MOTIFS DE LA DÉCISION
Sur le désistement d’incident
Le 11 décembre 2024, M. [T] [N] a fait part de sa volonté de se désister de son incident tendant à faire déclarer l’action prescrite, ayant reçu les pièces de la Société Générale démontrant que le délai de prescription avait été interrompu par la procédure aux fins de saisie-vente de l’immeuble.
Si la Société Générale n’a pas expressément accepté ce désistement, maintenant sa demande formée au titre de ses frais irrépétibles de procédure, elle concluait au rejet de la fin de non-recevoir qui lui était opposée.
En conséquence, il convient de constater le désistement d’incident de M. [T] [N] qui a renoncé à se prévaloir de la prescription de la demande.

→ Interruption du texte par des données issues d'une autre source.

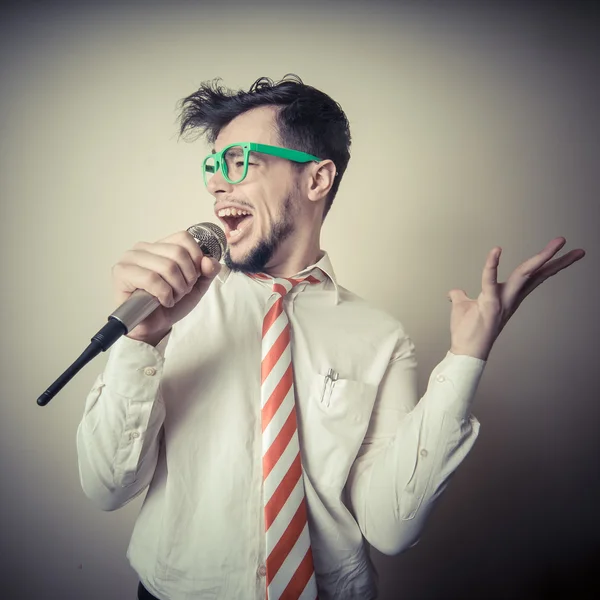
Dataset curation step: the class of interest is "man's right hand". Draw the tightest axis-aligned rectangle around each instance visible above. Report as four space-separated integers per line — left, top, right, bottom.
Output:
112 231 221 346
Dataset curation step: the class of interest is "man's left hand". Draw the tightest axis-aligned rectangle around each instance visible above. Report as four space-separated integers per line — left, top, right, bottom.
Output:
448 237 585 360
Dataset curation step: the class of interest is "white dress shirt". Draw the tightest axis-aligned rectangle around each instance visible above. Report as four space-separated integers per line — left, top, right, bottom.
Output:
77 253 486 600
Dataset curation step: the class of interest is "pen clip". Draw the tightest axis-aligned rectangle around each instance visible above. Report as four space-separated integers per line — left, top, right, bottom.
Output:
321 369 339 406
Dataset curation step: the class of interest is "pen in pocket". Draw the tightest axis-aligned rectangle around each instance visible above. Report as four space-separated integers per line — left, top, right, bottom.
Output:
321 369 339 406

La cause et les parties seront renvoyées à l’audience de mise en état du mercredi 11 juin 2025 à 9h pour permettre à M. [T] [N] de faire valoir ses moyens de défense au fond.
Sur les demandes accessoires
M. [T] [N] qui se désiste de son incident sera condamnée aux dépens de cet incident.

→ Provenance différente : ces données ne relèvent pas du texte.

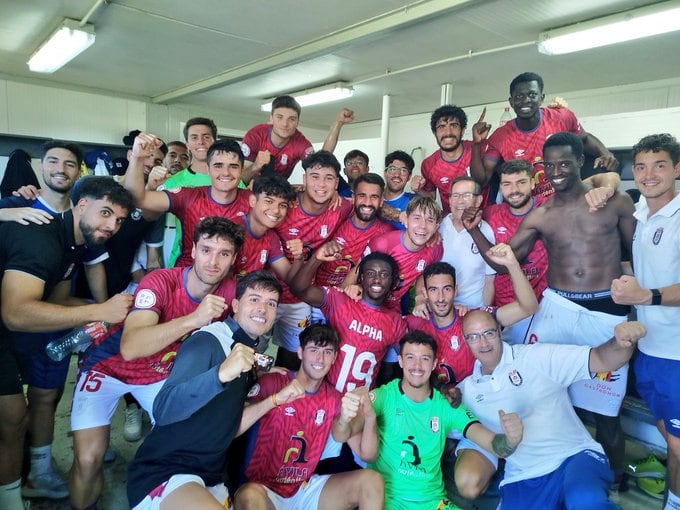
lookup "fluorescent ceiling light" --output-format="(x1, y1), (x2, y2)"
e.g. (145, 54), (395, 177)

L’équité ne commande pas en revanche de prononcer, à ce stade de la procédure, de condamnation sur le fondement de l’article 700 du code de procédure civile de sorte que la Société Générale sera déboutée de sa demande formée de ce chef.
PAR CES MOTIFS
Nous, juge de la mise en état, statuant après débats publics, par mise à disposition au greffe, par ordonnance contradictoire non susceptible d’appel,
CONSTATONS le désistement d’incident de M. [T] [N] ;
DEBOUTONS la Société Générale de sa demande fondée sur l’article 700 du code de procédure civile ;
CONDAMNONS M. [T] [N] aux dépens de l’incident ;
RENVOYONS les parties à l’audience de mise en état du mercredi 11 juin 2025 à 9h et invitons maître Parravicini à communiquer ses conclusions au fond avant cette date ;
Et la présente ordonnance a été signée par le Juge de la mise en état et le Greffier.